According to Rosenthal (1976), the author of the most comprehensive treatise on this topic, there are two main classes of experimenter effects—biosocial and nonbiosocial. In the biosocial realm, a subject of study may behave differently because of some characteristic of an observer. This result is primarily found in behavioral studies with humans but has been noted for other species including dogs and horses. Rosenthal reports that canines have been found to have differential heart rates when a scientist is visible to the animal. Investigator variables shown to interfere with expected results in human behavioral studies include the scientists’ age, religion, gender, the degree of hostility, dominance or warmth, the level of acquaintanceship with the subject, and anxiety.

The category of experimenter effects of most interest to science educators are the nonbiosocial ones since these operate in all investigative settings not just in those that involve experiments with people and higher animals. Nonbiosocial experimenter effects include the interpreter effect, the effect of early data returns, and expectancy. The interpreter effect occurs when two or more individuals observe the same phenomenon but evaluate the results differently depending on their prior knowledge. Interpreter effects drive the expectation of the experimenter and influence what is observed, what is ignored as irrelevant, and what data are called into question, and ultimately what is published (Sheldrake 1995). The example of Millikan provided earlier might be thought of as an example of this effect.

In the case of early data returns, investigators’ expectations about the eventual result are swayed by the nature of the first data gathered, an effect noted as early as 1885 (Rosenthal 1976). Early data returns can influence the investigator either toward or away from a given hypothesis. Returns which agreed with the predicted result strengthen the expectancy effect whereas weak returns may modify the original expectation, but both will tend to influence the observer and tend to be self-fulfilling prophecies. In science classes, it is common for students to collect a few data points and then become satisfied that they know the end results. Or, as Rosenthal (1976) states, “perhaps early data return that disconfirm the experimenter’s expectancy leads to a revision of the expectancy in the direction of the disconfirming data obtained, thereby making it more likely that subsequent data will disconfirm the original hypothesis but support the revised hypothesis” (p. 196).

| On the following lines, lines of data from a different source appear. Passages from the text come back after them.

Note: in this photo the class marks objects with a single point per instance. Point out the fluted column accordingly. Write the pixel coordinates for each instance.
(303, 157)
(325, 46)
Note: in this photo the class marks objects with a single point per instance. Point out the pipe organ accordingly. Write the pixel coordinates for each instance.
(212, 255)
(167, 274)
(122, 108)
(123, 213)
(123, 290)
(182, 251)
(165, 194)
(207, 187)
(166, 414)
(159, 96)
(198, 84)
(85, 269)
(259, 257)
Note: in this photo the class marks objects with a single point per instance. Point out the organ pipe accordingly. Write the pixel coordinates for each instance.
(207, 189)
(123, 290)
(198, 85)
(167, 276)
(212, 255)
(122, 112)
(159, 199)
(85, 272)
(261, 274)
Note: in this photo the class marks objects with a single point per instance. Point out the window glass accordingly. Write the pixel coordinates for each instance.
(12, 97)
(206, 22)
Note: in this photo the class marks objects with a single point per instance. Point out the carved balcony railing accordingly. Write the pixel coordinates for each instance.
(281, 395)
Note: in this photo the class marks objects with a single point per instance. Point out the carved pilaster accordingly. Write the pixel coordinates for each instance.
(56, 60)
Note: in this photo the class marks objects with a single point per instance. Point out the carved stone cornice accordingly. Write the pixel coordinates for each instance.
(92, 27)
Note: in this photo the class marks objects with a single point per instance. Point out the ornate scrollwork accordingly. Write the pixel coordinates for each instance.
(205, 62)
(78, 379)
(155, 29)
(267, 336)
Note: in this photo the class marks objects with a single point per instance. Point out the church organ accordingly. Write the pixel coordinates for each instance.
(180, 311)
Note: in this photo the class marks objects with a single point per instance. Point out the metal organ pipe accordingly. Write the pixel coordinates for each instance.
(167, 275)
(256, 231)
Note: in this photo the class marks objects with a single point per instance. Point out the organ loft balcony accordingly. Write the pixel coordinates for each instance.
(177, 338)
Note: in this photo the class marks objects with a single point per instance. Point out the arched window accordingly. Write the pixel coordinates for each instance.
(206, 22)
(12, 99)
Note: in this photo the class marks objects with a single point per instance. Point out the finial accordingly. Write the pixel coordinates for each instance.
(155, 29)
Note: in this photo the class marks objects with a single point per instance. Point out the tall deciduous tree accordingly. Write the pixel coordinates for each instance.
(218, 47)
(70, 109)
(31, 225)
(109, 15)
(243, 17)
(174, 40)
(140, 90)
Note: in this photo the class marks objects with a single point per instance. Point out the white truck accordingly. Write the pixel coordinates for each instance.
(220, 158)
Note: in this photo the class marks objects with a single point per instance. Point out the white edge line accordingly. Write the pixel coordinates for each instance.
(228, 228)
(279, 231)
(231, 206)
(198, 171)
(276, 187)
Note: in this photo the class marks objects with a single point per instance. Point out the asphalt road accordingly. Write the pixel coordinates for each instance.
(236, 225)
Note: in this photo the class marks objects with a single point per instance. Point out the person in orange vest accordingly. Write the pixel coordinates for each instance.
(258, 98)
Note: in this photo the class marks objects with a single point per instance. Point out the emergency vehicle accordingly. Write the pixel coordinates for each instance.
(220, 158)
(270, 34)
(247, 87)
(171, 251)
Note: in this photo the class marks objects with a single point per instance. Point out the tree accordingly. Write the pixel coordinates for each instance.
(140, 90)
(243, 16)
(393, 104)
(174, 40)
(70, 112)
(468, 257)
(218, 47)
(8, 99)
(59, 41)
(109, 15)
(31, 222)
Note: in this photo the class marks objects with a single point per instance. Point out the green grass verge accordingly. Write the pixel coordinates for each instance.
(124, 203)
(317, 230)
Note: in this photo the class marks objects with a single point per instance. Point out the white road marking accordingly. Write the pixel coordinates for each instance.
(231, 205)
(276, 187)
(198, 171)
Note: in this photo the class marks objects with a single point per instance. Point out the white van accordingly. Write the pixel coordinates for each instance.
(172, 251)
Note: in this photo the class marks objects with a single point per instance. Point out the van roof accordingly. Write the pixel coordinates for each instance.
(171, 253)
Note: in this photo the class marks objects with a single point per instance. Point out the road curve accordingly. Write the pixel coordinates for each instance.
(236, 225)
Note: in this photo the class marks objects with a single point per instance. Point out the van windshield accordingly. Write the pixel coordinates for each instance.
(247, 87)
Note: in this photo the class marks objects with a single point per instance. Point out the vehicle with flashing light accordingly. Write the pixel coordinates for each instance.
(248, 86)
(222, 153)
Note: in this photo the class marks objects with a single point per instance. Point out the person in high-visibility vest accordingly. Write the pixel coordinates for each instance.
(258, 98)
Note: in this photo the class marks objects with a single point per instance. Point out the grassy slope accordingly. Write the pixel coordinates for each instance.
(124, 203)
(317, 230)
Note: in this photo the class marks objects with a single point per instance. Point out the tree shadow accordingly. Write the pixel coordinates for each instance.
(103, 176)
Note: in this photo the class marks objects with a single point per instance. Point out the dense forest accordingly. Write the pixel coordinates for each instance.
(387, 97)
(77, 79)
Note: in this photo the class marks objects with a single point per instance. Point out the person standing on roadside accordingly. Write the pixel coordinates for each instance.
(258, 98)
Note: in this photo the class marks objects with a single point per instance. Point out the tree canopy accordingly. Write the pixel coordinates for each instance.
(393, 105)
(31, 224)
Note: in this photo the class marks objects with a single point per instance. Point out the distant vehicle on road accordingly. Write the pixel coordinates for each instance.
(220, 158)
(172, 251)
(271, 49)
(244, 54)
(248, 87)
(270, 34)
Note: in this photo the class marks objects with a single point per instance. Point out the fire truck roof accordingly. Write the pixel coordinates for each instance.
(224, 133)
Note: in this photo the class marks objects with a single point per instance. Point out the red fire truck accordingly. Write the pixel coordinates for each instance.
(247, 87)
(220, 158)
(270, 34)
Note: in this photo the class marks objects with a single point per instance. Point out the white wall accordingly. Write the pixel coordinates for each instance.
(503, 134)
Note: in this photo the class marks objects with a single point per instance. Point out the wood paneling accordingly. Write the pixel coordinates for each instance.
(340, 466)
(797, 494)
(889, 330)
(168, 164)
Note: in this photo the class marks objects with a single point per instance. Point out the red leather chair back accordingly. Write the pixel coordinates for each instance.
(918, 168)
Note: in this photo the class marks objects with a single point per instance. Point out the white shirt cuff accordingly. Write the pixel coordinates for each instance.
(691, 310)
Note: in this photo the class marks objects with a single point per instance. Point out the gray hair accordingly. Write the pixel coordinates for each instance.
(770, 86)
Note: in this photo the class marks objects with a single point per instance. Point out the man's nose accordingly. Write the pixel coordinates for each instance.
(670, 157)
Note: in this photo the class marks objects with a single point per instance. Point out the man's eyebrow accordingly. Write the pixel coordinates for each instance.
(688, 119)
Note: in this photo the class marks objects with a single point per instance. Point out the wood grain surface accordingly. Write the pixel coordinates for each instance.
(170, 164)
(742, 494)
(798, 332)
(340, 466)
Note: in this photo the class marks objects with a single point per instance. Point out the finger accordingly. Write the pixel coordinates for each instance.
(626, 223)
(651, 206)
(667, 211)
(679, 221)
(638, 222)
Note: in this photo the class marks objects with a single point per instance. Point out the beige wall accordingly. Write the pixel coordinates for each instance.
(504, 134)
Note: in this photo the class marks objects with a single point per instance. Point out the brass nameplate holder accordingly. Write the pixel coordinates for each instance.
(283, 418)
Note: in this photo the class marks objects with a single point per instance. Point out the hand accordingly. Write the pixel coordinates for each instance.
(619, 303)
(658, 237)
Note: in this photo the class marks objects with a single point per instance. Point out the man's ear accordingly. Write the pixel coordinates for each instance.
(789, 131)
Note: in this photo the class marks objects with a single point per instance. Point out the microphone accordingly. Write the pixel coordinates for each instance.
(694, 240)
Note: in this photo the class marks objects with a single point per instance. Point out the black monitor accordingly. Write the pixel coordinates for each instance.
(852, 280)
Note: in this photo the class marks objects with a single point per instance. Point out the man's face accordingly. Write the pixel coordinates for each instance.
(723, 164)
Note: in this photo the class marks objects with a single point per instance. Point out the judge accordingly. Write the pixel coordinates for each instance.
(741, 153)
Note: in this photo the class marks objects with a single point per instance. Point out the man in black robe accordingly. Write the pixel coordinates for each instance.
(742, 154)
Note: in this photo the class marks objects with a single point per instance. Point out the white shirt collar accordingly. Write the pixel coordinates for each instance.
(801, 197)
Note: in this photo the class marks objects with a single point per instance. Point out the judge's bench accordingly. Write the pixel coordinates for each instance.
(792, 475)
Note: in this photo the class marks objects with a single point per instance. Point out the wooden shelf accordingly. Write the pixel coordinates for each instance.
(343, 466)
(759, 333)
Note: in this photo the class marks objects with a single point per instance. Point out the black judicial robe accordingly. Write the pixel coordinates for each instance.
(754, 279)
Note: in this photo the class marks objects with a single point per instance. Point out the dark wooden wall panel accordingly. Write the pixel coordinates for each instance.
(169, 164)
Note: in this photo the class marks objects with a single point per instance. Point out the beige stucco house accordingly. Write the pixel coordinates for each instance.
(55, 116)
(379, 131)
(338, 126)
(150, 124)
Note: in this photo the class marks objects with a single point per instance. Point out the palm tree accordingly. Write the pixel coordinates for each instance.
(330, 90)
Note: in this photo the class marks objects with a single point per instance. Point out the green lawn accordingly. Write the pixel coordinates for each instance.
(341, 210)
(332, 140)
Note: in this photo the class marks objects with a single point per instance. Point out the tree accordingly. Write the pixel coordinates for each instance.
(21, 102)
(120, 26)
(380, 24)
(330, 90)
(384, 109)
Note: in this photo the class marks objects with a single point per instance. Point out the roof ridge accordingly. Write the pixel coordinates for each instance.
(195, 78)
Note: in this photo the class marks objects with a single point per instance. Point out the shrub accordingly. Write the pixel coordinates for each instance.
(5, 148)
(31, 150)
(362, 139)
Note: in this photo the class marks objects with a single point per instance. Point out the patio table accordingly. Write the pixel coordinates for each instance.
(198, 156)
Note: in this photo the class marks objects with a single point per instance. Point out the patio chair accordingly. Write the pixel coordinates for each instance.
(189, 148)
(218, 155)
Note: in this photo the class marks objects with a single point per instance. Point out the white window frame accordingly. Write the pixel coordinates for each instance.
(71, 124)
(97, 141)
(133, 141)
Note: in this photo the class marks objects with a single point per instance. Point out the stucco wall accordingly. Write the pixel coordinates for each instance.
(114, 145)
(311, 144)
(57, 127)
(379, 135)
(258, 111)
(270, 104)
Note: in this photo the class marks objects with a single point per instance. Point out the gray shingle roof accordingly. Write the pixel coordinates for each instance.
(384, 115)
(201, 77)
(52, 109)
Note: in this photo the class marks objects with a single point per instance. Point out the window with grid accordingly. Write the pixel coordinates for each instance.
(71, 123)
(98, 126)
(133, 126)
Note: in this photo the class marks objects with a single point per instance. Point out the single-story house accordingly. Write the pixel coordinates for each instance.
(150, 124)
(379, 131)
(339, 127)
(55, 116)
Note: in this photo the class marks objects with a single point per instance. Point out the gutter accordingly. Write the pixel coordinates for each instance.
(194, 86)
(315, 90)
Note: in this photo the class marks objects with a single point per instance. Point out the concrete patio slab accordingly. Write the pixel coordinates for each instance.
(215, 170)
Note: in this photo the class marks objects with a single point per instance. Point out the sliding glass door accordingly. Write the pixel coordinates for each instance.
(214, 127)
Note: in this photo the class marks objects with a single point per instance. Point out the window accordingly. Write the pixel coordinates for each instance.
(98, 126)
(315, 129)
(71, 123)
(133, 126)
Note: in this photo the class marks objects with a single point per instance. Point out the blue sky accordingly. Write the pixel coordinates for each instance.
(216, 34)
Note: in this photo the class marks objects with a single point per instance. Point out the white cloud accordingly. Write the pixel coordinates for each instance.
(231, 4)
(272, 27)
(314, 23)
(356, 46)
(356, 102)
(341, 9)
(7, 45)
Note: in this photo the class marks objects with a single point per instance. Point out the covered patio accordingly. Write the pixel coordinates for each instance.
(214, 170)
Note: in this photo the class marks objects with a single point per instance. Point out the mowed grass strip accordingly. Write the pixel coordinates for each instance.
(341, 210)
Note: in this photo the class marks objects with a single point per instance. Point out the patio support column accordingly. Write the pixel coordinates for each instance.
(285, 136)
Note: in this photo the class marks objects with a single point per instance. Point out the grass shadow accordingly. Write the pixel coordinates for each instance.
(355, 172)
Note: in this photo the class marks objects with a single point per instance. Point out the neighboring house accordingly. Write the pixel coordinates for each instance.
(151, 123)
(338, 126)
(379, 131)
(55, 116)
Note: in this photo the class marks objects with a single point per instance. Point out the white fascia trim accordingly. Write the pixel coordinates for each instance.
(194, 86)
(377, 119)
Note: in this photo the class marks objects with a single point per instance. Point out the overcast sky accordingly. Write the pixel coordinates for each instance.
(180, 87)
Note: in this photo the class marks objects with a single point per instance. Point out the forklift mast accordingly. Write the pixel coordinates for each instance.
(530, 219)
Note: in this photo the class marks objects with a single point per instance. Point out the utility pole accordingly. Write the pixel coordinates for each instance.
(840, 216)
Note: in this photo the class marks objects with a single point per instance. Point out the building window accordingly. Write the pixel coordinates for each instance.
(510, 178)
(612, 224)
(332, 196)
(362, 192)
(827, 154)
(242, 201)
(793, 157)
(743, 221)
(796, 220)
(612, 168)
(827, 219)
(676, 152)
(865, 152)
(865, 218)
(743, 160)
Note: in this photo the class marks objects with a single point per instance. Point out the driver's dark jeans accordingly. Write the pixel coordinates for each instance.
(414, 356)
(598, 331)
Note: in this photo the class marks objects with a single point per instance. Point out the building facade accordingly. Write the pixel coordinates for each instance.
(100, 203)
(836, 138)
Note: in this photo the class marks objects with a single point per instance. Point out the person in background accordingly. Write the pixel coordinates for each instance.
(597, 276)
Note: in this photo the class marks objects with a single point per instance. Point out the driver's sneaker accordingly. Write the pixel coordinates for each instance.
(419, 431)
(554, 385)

These effects may all play a role in the instructional laboratory, but the experimenter effect of most importance from a NOS perspective is that of expectancy—the idea that observers may “see” what they expect to see. Several studies of this type of biased observation have shown that if an expectation is created in an observer, the observation will be influenced. One interesting example is seen when researchers count the incidence of twisting in the common flatworm Planaria. Even among experienced observers, those told that they had “high-twisting” Planaria counted more twists than observers told they had “low-twisting” animals. This result occurred even though both “types” of worms were taken from the same batch of animals, all with the same characteristics (Cordaro and Ison 1963). Other experiments with rats labeled as “high-learning” or “low-learning” revealed a similar expectancy effect when these rats were timed running through mazes. Researchers reported that the “high-learning” animals ran the mazes faster than the “low-learning” rats even though all the rats, despite their label, were identical in their maze-running ability (Rosenthal and Fode 1963). Next, we will explore the problem in practice a discussion of data from a classroom experiment and conclude the chapter with the use of the classic old woman/young woman illusion to exemplify the point for students easily.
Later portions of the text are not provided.